Le téléchargement de fichiers numériques est devenu une pratique courante, mais il soulève des enjeux majeurs en matière de droits d’auteur. Alors que de nombreux médias sont légalement disponibles à la vente, leur partage sur les réseaux P2P reste problématique. Les artistes, éditeurs et producteurs s’inquiètent de la protection de leurs œuvres face à ces nouvelles technologies. Pour contrer les violations de droits, des dispositifs appelés DRM (Digital Rights Management) ont été développés.
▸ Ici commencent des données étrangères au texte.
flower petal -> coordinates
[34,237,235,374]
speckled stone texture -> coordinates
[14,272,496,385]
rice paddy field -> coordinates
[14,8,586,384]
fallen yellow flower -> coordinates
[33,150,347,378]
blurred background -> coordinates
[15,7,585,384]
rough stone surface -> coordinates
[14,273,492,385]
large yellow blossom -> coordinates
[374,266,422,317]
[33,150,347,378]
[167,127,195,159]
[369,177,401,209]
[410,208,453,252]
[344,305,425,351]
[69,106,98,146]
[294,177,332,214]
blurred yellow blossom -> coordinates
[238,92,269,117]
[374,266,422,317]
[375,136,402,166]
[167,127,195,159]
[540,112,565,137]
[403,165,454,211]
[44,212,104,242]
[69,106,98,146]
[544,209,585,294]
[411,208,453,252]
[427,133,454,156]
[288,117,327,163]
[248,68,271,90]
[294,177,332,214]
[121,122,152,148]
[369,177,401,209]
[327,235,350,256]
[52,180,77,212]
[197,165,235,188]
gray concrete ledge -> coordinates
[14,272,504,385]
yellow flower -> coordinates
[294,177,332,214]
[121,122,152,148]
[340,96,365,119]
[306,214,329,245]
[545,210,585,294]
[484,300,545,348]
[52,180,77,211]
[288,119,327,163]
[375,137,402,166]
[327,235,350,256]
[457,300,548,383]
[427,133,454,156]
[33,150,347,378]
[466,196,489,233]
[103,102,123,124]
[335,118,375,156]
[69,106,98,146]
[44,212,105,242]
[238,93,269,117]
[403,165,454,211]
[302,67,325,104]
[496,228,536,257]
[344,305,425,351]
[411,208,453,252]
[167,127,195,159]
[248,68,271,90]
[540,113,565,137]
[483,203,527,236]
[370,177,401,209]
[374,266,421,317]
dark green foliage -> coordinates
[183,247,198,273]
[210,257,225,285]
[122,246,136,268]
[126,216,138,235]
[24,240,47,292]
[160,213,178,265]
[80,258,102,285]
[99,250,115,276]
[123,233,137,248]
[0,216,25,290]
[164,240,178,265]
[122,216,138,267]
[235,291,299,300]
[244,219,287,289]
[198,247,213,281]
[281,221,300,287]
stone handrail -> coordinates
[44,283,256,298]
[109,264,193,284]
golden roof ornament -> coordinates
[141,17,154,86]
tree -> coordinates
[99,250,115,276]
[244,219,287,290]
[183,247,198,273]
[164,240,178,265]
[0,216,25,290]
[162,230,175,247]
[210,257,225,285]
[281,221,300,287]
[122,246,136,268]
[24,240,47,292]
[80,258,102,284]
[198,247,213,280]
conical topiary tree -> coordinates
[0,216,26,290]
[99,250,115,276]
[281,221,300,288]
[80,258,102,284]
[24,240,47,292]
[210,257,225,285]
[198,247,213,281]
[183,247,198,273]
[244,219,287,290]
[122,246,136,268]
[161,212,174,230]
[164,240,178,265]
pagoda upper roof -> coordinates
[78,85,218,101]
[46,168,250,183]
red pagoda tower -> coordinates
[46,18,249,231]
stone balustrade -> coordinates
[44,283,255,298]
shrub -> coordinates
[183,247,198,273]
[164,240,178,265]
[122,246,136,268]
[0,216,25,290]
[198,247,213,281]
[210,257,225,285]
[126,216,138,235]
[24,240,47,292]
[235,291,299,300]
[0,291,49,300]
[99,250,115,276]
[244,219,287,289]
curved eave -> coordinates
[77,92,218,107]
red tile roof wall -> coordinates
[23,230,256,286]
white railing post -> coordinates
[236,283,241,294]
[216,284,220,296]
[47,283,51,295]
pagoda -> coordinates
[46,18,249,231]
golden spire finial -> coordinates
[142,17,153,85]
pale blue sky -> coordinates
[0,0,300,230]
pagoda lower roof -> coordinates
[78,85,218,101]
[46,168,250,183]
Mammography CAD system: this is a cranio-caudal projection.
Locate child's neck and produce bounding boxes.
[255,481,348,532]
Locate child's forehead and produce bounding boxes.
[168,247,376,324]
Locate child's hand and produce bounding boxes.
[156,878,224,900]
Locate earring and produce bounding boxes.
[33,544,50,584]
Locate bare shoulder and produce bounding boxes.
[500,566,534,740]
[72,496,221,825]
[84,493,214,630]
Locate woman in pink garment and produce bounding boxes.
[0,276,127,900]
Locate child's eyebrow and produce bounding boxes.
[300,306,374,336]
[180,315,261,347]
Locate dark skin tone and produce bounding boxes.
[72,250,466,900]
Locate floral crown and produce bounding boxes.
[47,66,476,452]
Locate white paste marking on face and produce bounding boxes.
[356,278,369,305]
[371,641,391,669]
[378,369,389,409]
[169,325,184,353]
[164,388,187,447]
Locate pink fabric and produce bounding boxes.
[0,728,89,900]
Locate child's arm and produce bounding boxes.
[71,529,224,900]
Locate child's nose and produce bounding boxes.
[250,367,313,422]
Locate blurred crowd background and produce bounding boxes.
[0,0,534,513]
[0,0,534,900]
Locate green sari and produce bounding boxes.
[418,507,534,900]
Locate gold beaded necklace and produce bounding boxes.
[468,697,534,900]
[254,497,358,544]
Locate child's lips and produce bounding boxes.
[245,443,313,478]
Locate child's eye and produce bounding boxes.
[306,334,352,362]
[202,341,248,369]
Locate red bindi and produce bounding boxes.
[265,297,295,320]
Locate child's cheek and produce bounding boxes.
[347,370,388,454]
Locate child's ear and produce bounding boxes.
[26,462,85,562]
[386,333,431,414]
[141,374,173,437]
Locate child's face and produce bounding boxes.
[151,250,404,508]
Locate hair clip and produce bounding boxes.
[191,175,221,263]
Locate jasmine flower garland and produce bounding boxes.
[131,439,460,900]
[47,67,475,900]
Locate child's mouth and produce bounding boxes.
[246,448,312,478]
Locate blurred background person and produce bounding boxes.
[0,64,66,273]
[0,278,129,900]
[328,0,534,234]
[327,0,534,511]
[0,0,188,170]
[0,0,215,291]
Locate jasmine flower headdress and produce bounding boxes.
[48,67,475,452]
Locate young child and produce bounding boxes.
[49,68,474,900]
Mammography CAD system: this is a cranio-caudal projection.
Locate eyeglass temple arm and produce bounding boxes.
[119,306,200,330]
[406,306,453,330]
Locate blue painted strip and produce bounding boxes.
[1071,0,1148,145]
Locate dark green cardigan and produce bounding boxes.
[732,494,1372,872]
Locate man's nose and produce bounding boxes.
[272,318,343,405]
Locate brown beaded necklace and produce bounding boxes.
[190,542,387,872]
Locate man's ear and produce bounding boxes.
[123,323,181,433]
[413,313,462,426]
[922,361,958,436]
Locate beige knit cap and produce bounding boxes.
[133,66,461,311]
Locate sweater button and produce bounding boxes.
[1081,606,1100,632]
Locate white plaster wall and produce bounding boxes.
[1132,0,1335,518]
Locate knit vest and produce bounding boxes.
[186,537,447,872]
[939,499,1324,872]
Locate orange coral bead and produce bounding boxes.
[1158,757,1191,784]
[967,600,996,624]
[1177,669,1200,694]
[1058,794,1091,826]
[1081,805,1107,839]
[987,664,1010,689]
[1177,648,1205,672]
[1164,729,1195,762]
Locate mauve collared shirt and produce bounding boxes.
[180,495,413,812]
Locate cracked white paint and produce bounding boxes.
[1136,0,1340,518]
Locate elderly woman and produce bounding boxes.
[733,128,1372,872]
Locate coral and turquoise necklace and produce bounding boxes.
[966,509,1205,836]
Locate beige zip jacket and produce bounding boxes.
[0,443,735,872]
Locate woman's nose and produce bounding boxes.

Ces technologies permettent de chiffrer les contenus, limitant ainsi l’accès et l’utilisation selon des droits spécifiques. Historiquement, la protection des droits d’auteur oscillait entre la reconnaissance des droits exclusifs de l’auteur et des exceptions pour certains usages. Cependant, l’avènement du numérique a bouleversé cet équilibre. La possibilité de reproduire des œuvres à l’identique, sans aucune dégradation de qualité et à moindre coût, a facilité la piraterie. La montée en puissance des ordinateurs et l’accès à Internet haut débit ont amplifié ce phénomène, rendant le téléchargement et le partage de contenus plus rapides que jamais. Face à cette menace pour le système créatif, les DRM apparaissent comme une solution pour préserver les droits de chacun. En proposant une gestion technique des droits, ces outils tentent de concilier la nécessité d’accéder à des œuvres tout en garantissant la protection des créateurs. La réflexion sur l’avenir des droits d’auteur dans l’ère numérique est plus que jamais d’actualité.